# AITA Dataset Processing
Creates and saves four datasets to HuggingFace Hub
- Multi-class top 50k
- Multi-class top 2k
- Binary (samples with YTA or NTA classification in multi-class top 50k)
- Binary top 2k

## Prepare Environment

In [None]:
%pip install datasets transformers pandas numpy krippendorff huggingface_hub ipywidgets

In [None]:
# Change this to the path of the dataset_creation folder on your machine
%cd C:\Users\mattb\Documents\Github\Reddit_AITA_Finetuning\dataset_creation
!mkdir cleaning_results

In [None]:
from huggingface_hub import login

login()

## Loading of Initial Dataset

In [None]:
import pandas as pd
from datasets import Dataset

initial_datafile = '2019_to_2022_submissions_at_least_50_score_top_10_comments.csv'  # change to data file path
dataset = Dataset.from_pandas(pd.read_csv(initial_datafile))

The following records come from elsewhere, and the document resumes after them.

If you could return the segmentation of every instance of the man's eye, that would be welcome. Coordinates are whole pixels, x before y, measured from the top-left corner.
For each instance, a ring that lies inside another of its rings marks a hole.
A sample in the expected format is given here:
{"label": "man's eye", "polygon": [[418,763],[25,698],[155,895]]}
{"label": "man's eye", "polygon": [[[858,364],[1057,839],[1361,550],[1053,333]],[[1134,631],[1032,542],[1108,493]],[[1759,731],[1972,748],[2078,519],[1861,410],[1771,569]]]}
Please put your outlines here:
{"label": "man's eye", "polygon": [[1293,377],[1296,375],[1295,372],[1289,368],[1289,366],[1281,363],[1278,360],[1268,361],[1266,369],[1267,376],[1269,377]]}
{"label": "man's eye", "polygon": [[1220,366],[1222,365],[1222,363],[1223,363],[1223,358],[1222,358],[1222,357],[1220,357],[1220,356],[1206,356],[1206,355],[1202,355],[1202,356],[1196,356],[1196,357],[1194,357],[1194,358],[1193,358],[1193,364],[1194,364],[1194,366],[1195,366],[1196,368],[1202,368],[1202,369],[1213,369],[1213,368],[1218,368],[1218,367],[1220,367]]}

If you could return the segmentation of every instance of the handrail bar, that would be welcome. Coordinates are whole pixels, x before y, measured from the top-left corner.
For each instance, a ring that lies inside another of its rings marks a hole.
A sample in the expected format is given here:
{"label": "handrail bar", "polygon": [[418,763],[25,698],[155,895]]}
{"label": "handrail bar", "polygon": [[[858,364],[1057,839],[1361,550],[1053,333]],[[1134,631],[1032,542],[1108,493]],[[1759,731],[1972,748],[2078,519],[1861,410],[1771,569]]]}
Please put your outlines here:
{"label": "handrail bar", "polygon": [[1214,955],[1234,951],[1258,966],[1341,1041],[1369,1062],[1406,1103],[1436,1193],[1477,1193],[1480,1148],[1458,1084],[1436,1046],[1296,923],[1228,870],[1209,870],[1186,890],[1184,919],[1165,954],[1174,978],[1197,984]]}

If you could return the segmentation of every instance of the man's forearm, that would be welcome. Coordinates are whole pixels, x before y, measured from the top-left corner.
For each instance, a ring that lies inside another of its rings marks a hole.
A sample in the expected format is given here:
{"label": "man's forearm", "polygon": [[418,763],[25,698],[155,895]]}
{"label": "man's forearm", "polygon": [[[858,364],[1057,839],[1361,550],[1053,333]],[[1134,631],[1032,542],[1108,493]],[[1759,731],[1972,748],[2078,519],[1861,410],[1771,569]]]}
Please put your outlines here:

## Removal of Samples where Top Comment Doesn't Begin with an AITA Classification

In [None]:
import re

# regex pattern that matches rows where 'top_comment_1' starts with 'nta', 'yta', 'esh', 'info', or 'nah'
regex = re.compile(r'^(nta|yta|esh|info|nah)', re.IGNORECASE)

# function to apply the regex filter
def filter_rows(example):
    return bool(regex.match(example['top_comment_1']))

# filter the dataset using the regex pattern
filtered_dataset = dataset.filter(filter_rows)

In [None]:
import json

# Save AITA classification prefix filtering results

rows_removed = dataset.num_rows - filtered_dataset.num_rows
percent_change = (filtered_dataset.num_rows - dataset.num_rows) / dataset.num_rows * 100

AITA_class_prefix_filtering_results = {
    "number of samples before filtering": dataset.num_rows,
    "number of samples after filtering": filtered_dataset.num_rows,
    "number of samples removed": rows_removed,
    "percent change in number of samples": percent_change,
}

output_file = "processing_results/AITA_prefix_filtering_results.json"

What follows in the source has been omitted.